We need to intervene in this madness. We need to get the violent mentally ill, help—off the streets.
The National Institute of Mental Health, https://tinyurl.com/bdh4dvyx reports that one in five Americans suffer from mental health disorders. That’s fifty-three million Americans.
Thirteen million Americans have a serious mental illness.
Nine million Americans have both a substance abuse disorder—and mental illness.
Mix in the chronic condition—semi-automatic weapons—and you have the recipe for the horrors we endure today.
We have a long list of police interactions with citizens who have histories of mental health and substance abuse problems. And they result in the deaths of those citizens, or officers, needlessly.
Isn’t it logical to expect violent reactions when cops interact with these unstable combinations?
Yes, most mentally ill people are not violent, but there are enough combinations of illness, substance and guns to wreak havoc.
Police “routinely” respond to conditions where someone is likely to be seriously hurt or die.

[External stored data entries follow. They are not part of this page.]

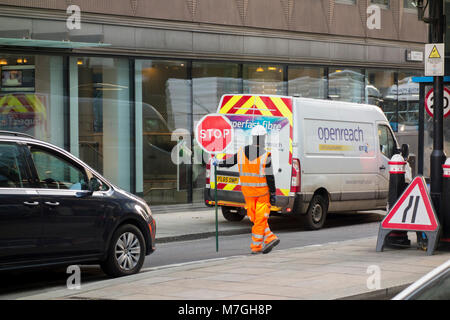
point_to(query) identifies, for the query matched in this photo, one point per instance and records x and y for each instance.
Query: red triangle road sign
(413, 211)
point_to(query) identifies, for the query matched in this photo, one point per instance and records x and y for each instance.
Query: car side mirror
(94, 185)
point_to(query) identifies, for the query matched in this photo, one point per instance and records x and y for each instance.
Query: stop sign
(214, 133)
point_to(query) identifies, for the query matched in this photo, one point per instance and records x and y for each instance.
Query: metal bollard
(444, 216)
(396, 187)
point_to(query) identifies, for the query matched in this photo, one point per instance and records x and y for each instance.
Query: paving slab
(328, 271)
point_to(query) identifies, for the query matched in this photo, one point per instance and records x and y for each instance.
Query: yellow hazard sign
(434, 53)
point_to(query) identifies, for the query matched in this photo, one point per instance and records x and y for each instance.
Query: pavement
(350, 269)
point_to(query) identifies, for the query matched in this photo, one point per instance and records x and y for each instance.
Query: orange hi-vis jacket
(251, 174)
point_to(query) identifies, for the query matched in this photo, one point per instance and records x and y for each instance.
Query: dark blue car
(56, 210)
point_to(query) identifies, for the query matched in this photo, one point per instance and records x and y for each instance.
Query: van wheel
(126, 252)
(316, 214)
(232, 214)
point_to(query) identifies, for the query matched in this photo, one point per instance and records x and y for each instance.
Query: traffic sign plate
(214, 133)
(429, 102)
(434, 59)
(413, 211)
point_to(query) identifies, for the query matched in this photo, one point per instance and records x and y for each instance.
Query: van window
(55, 172)
(387, 142)
(12, 167)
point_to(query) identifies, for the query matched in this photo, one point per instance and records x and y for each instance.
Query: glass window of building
(310, 82)
(101, 116)
(163, 100)
(382, 3)
(408, 101)
(32, 96)
(264, 79)
(210, 80)
(381, 90)
(345, 84)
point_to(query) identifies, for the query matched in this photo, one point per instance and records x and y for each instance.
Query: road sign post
(413, 211)
(429, 103)
(436, 57)
(214, 133)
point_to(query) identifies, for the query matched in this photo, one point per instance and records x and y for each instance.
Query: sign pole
(215, 204)
(437, 157)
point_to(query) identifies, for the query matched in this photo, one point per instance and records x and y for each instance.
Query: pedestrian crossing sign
(434, 53)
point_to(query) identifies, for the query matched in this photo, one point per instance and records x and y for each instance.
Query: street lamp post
(437, 158)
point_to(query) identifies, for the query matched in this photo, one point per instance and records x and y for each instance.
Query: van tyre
(316, 214)
(126, 252)
(233, 214)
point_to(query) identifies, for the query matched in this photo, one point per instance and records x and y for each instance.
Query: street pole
(215, 205)
(437, 157)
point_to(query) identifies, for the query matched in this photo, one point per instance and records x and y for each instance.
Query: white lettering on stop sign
(214, 133)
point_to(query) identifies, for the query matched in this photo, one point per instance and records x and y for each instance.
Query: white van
(327, 156)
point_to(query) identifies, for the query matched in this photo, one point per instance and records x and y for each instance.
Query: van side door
(387, 146)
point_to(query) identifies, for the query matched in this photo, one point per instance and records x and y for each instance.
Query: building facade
(120, 83)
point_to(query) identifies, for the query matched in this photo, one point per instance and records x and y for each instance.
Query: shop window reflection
(164, 96)
(381, 90)
(309, 82)
(31, 96)
(264, 79)
(346, 84)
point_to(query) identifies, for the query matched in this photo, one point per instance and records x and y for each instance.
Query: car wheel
(232, 214)
(316, 214)
(126, 253)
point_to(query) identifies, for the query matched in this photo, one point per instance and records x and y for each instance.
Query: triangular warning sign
(434, 53)
(413, 211)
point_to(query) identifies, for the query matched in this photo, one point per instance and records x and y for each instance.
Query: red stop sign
(214, 133)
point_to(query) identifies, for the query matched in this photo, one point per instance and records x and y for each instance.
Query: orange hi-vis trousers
(258, 210)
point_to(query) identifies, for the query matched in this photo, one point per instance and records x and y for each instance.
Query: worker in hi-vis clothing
(258, 186)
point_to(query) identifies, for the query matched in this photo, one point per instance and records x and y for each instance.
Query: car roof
(16, 134)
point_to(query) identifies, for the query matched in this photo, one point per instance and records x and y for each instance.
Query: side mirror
(405, 151)
(94, 185)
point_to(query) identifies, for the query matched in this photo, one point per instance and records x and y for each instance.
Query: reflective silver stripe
(261, 165)
(262, 184)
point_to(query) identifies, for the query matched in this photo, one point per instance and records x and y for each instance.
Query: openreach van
(327, 156)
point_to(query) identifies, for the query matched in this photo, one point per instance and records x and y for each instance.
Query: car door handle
(53, 204)
(35, 203)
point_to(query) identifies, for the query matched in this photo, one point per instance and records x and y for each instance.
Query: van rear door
(273, 113)
(387, 147)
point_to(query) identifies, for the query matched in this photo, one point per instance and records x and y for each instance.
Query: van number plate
(225, 179)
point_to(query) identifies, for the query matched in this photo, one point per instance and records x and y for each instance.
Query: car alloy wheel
(127, 251)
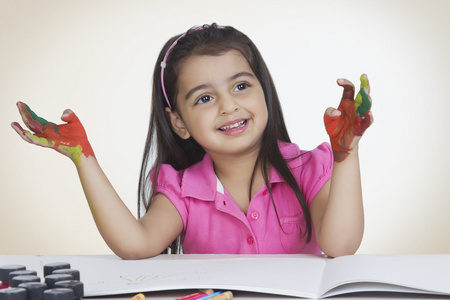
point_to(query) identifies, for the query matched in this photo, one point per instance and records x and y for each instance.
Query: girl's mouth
(234, 128)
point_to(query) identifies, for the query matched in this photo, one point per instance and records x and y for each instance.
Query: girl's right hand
(69, 139)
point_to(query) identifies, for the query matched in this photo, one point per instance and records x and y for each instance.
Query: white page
(429, 273)
(292, 275)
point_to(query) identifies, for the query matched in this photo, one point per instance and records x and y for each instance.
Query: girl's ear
(177, 124)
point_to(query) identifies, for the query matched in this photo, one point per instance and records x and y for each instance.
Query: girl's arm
(127, 237)
(337, 209)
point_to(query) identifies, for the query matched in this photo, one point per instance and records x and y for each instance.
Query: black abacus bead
(20, 273)
(50, 280)
(24, 278)
(13, 294)
(75, 273)
(59, 294)
(5, 270)
(35, 290)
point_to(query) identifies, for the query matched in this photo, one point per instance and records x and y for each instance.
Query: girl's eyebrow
(204, 86)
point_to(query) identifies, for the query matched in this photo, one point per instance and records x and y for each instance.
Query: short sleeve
(317, 168)
(169, 183)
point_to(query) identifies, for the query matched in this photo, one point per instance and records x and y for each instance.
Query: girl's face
(220, 104)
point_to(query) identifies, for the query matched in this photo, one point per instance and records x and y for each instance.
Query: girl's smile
(220, 103)
(234, 127)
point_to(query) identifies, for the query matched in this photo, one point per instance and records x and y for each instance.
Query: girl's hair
(164, 146)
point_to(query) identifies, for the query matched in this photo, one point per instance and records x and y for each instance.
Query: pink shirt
(213, 223)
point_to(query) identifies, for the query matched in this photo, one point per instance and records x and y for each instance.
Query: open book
(308, 276)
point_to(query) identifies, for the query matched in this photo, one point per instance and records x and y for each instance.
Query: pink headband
(164, 61)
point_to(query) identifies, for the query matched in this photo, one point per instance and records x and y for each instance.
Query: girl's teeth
(233, 125)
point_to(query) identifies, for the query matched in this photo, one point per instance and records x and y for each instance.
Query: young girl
(219, 169)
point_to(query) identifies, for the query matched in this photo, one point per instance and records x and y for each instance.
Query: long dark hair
(163, 146)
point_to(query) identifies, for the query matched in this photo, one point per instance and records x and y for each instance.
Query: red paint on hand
(346, 128)
(67, 138)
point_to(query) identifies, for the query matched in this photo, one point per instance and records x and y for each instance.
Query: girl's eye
(241, 86)
(203, 99)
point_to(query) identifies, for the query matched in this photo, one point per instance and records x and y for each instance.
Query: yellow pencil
(224, 296)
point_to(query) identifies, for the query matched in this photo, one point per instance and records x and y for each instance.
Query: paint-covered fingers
(349, 89)
(363, 104)
(346, 125)
(69, 139)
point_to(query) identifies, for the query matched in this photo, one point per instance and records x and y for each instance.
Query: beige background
(97, 57)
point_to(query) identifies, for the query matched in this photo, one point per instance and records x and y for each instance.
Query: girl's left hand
(346, 125)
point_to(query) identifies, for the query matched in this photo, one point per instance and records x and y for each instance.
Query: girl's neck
(235, 174)
(234, 166)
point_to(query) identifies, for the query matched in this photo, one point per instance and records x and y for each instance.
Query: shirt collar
(200, 181)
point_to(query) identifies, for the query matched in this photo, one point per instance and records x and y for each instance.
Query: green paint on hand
(41, 140)
(362, 102)
(75, 152)
(41, 120)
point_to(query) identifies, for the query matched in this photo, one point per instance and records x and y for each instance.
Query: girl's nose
(228, 105)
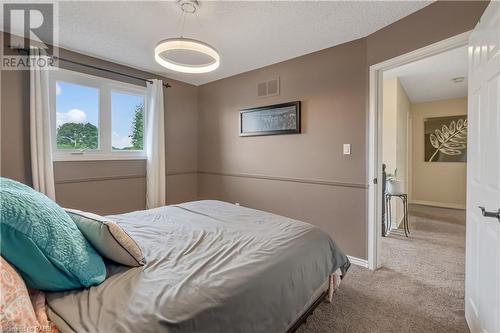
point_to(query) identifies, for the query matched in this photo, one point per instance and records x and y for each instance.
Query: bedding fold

We send police to reports of an EDP (Emotionally Disturbed Person) in the subway or a violent “domestic dispute” in an apartment and expect them to deal with it—flawlessly.
But these police responses are only dealing with the symptoms of our chronic societal disease. They are the “Aleve” that holds the community’s fever somewhat in check—until the next episode.
They respond to the location of the latest symptom—murder. They arrest shooters, subway shovers—after the fatalities
But our police can’t heal or even mitigate the underlying disorders. Effective mental health care for America is expensive, but so is the toll of death to our families. Effective gun control takes time and money, but if it keeps our families, our cops, safer, isn’t it worth it?
We mourn the deaths of both cops and civilians in their violent interactions. We grieve over shoppers gunned down in supermarkets. We suffer over ten-year-olds blasted in their classrooms. But mourning doesn’t change the underlying social diseases of mental illness, substance abuse and semi-automatic weaponry.
Kids shouldn’t die at ten.
Kids should grow and know the love of a mate, maybe have a family of their own. Perhaps even grow old to sit in front of a computer screen typing words. Humble words in hope that some hearts out there will open, some hearts will finally listen—and act.